Checking the available commands on the DVR through a Telnet connection, showed that the only method to get a file to a NAS drive was using a Ftpput command. There was no Mount command that could be used to mount a remote share and there was no standard FTP command that would allow wildcard copies. So the copy to the NAS would need to be a single file at a time. I would then need to combine the files on the NAS drive and rename the resulting file. Without using redirection and pipes, this would require dealing with each bit of data at least three times on the network.

Here was the solution I decided to use instead:

I opened a Telnet session to the DVR. After logging in and changing to the directory where the DVR saved the copied files, I issued the following command in the shell.

Note: This is the example referred to above;

#mknod /tmp/pipe1 p;cat (20130908_1916_R)*>/tmp/pipe1|ftpput -v -u(user name) -p(password) ( ("/Home Public/Shows/Actual Show Name and Episode.mpg") /tmp/pipe1

The ( and ) symbols in the command line shown are not typed into the actual command line. They are used here to indicate items that would need to be changed to match the actual items on your system. For example, your user name and password on the NAS unit you are copying to. However, the " symbols were needed since the path and file name have spaces in them..

The Mknod command was used to create the named pipe FIFO file /tmp/pipe1. On newer GNU/Linux systems a Mkfifo command is frequently available for this. This system did not offer that command. The p after the file name tells Mknod that the file is going to be a named pipe FIFO. As noted earlier, this file is persistent, so that command does not really have to be run each time. However if the file exists, the command simply presents a message to that effect and the shell continues with the next command.

For those who are not familiar with this, you will notice a semicolon after the Mknod command.
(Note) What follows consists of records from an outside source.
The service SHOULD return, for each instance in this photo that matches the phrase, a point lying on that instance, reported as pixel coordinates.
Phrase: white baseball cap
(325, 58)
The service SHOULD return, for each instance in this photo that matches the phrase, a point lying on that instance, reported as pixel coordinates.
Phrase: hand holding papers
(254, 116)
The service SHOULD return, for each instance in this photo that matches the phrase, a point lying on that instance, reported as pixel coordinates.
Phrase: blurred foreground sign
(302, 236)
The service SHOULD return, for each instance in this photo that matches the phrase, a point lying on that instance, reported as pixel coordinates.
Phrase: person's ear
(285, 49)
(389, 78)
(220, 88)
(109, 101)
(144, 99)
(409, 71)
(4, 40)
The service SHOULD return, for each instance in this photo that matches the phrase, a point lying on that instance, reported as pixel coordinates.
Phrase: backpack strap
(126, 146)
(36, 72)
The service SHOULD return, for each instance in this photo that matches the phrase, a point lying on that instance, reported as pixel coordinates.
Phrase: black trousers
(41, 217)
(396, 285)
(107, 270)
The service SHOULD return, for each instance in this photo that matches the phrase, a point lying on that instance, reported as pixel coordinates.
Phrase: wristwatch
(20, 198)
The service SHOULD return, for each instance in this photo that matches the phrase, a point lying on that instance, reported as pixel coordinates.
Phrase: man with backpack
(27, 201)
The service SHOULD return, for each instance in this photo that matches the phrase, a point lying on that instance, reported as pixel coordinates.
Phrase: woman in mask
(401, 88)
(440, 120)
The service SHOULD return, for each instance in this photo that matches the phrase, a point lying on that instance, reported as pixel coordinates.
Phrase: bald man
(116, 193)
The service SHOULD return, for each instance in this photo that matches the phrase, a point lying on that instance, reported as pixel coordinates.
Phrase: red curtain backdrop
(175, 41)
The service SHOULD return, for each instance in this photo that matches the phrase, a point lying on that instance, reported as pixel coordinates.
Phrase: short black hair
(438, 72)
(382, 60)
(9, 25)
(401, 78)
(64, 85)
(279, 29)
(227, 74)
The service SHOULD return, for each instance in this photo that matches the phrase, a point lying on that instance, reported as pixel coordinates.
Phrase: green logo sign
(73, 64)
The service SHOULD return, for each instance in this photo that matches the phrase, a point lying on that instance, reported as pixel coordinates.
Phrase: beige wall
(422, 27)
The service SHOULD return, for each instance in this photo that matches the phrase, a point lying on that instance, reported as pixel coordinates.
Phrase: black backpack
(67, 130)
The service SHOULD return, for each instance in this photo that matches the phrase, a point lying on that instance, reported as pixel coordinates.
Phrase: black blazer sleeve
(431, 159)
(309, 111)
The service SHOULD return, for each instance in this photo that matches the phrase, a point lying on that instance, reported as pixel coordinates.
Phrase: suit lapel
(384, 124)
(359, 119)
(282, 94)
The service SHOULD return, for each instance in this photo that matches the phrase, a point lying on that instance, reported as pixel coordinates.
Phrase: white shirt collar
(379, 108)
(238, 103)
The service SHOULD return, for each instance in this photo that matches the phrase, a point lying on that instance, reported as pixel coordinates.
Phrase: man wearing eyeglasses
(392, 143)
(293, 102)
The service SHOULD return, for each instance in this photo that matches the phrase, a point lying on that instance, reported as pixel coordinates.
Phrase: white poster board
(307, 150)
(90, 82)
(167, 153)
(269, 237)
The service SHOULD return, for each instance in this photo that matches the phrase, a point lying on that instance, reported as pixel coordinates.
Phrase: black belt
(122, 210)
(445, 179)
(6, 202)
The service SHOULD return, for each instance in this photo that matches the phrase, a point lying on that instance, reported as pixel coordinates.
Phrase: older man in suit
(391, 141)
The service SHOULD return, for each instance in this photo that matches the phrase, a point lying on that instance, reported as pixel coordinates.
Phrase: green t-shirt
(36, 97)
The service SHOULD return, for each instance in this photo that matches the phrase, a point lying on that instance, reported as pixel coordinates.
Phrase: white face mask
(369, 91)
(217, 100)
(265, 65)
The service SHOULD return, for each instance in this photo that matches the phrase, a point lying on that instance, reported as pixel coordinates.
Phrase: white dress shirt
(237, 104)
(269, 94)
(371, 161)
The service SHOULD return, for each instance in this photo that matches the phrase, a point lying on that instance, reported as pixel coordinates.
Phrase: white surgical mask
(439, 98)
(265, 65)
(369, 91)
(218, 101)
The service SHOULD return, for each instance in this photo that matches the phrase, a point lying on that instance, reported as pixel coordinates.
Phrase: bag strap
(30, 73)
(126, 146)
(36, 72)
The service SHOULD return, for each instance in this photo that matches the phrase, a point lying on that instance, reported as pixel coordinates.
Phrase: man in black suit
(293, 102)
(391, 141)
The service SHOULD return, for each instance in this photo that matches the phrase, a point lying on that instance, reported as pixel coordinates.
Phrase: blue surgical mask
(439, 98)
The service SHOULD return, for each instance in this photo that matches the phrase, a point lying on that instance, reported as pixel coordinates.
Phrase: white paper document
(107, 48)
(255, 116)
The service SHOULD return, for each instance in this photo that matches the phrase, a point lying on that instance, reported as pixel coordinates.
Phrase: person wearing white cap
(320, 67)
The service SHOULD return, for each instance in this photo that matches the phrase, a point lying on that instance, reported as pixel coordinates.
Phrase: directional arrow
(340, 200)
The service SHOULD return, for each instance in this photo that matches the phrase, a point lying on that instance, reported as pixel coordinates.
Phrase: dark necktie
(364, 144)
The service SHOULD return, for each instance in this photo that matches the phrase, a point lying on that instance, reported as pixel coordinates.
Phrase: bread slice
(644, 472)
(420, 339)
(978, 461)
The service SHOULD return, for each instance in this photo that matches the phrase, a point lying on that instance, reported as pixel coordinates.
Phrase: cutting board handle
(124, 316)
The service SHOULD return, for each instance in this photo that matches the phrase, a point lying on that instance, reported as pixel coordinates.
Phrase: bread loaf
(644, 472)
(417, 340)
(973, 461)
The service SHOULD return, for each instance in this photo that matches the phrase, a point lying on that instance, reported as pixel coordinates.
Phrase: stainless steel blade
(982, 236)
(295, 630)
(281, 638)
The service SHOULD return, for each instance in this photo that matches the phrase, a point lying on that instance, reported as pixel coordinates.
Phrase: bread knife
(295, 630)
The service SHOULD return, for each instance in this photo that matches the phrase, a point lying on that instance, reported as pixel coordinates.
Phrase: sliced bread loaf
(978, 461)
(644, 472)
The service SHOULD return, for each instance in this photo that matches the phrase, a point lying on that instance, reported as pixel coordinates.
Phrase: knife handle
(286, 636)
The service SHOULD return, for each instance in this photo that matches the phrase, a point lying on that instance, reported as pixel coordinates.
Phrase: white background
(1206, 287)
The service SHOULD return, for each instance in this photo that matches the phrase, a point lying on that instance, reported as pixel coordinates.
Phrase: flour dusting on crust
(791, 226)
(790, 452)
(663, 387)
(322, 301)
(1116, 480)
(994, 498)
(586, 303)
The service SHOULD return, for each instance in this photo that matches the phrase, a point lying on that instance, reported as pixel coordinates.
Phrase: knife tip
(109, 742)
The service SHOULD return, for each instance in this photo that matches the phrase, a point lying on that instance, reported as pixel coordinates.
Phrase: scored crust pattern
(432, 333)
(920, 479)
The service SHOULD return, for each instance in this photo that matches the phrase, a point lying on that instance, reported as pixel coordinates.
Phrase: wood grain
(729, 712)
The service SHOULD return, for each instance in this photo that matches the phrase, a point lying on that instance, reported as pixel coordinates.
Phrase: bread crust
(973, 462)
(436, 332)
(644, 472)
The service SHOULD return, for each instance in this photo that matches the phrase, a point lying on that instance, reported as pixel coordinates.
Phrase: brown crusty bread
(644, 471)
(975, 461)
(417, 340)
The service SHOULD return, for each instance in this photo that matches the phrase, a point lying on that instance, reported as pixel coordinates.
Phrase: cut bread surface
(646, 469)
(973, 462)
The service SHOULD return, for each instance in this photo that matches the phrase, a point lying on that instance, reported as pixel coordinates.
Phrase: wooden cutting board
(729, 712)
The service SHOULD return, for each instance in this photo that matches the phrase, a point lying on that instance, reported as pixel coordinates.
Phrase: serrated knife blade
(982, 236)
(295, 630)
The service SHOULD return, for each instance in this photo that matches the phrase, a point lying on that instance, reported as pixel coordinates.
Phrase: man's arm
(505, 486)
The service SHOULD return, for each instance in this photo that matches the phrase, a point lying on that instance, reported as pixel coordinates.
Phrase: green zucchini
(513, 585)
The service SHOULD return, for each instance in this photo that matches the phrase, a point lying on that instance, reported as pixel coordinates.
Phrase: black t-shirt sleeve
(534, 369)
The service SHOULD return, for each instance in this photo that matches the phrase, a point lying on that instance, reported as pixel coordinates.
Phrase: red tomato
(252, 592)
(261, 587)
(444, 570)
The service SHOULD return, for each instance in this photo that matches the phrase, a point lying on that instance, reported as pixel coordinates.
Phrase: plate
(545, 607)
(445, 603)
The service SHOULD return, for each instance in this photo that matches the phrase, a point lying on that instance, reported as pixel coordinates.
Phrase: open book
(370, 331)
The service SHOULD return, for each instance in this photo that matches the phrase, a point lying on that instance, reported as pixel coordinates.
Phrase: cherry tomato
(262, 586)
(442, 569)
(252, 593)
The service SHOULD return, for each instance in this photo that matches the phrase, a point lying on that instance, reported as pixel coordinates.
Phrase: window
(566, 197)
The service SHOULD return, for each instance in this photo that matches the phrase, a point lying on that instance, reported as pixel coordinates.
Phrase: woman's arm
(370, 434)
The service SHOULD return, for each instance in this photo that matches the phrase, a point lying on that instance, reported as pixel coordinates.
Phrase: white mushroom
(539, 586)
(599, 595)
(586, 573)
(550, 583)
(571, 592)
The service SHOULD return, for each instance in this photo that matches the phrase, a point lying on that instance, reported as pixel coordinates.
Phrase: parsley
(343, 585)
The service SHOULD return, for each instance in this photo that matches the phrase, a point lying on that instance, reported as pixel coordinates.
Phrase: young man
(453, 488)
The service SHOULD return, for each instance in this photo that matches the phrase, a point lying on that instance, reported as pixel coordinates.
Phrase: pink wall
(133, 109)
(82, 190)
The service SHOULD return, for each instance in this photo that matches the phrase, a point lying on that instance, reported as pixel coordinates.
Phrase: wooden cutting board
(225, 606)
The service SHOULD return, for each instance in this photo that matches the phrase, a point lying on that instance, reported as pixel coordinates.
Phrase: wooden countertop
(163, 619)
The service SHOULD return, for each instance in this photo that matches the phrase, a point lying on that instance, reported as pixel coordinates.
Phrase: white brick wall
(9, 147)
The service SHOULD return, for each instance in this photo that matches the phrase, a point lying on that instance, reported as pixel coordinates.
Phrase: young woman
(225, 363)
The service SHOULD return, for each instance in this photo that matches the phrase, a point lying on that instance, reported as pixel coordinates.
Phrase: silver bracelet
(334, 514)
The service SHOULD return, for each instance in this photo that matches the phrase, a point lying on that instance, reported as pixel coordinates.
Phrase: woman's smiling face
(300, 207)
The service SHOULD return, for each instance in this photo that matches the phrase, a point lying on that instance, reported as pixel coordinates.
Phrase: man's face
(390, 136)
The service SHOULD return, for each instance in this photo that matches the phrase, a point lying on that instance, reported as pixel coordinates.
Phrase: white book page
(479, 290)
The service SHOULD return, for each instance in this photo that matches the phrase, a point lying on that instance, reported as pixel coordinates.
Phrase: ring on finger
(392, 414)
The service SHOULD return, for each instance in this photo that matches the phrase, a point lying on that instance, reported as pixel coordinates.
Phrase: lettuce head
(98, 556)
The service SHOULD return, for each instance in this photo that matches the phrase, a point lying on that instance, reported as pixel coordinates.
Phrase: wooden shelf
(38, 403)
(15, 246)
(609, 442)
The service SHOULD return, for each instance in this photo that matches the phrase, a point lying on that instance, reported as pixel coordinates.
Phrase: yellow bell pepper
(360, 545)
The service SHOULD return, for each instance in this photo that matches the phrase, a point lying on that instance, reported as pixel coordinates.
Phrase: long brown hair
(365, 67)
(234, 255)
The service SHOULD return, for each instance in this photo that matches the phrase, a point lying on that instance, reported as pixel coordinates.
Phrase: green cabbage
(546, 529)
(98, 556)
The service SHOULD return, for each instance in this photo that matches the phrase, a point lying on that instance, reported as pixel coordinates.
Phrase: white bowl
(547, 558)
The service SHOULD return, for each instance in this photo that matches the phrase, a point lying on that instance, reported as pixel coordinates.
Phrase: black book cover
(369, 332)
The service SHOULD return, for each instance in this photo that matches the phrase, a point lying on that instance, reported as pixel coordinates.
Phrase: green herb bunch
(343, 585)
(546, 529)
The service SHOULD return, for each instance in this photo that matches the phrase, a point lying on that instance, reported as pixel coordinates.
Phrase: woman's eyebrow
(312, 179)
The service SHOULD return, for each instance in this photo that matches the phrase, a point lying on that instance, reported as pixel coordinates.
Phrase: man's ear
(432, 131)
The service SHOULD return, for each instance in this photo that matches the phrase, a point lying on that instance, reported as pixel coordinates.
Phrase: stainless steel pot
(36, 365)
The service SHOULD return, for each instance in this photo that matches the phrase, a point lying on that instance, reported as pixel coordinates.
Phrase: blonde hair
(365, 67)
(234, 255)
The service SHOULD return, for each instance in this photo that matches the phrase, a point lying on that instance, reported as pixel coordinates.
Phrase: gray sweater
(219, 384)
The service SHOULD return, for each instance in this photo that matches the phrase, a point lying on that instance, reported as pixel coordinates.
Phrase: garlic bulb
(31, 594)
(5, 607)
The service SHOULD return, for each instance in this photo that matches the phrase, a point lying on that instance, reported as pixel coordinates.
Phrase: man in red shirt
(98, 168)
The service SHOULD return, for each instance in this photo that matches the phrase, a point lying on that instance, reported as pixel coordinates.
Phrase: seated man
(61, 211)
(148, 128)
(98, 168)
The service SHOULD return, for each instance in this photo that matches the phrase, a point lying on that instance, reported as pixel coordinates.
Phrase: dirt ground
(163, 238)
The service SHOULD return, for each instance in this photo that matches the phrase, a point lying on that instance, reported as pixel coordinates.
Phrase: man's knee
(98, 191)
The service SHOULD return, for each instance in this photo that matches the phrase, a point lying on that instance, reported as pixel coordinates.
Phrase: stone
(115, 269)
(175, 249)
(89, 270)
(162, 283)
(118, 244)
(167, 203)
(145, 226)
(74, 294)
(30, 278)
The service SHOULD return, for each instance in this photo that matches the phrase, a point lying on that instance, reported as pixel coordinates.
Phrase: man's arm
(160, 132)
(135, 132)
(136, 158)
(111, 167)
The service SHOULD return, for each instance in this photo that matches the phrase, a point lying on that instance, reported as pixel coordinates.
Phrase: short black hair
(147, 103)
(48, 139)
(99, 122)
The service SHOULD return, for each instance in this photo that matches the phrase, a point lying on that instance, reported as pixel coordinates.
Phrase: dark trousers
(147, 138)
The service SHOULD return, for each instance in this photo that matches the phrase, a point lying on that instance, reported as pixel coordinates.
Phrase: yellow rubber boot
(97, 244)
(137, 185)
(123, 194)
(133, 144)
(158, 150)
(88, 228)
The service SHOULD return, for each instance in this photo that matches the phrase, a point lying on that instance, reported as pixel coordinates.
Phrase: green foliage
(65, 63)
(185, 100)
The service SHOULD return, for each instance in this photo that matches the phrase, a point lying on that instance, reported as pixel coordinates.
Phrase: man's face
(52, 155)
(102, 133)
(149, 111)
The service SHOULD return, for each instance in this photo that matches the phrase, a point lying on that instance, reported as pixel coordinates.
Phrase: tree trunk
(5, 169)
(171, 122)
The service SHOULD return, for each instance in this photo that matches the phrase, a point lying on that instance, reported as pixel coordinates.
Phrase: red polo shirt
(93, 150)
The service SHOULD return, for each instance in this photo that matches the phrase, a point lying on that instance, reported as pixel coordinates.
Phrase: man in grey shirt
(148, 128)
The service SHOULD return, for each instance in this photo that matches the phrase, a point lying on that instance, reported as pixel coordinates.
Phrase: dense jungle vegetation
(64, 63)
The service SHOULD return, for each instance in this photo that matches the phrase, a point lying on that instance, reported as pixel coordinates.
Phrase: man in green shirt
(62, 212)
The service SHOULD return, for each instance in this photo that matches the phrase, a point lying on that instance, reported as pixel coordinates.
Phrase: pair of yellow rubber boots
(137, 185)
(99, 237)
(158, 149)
The semicolon tells the shell to run the Mknod command and, when it finishes, to run the Cat command. This is in contrast to the vertical bar symbol used between the Cat command and the Ftpput command which tells the shell to run both commands at the same time.

Next, a Cat command is used to concatenate the multiple files into a single file using redirection to the FIFO /tmp/pipe1. The Cat command simply reads the file(s), in order, and creates an output which is normally directed to stdout. Redirection of stdout to a file is done using the > symbol. It can also be redirected using a standard pipe with the | symbol. For example "cat sometext.txt|more" would cause Cat to read the file sometext.txt and send it to the More command so it is displayed one page at a time in the console.

The Cat command and the Ftpput command are tied together with a standard pipe so they will run at the same time. Doing this causes the Cat command to open the FIFO for writing and the Ftpput command to open the FIFO for reading at the same time. As data is written to the FIFO by Cat, it is read by Ftpput and sent to the remote file system as a single file. When the Cat command completes, it closes the FIFO for writing. The Ftpput command will see that the FIFO has been closed and, once all data has been processed, will close the file for reading and exit.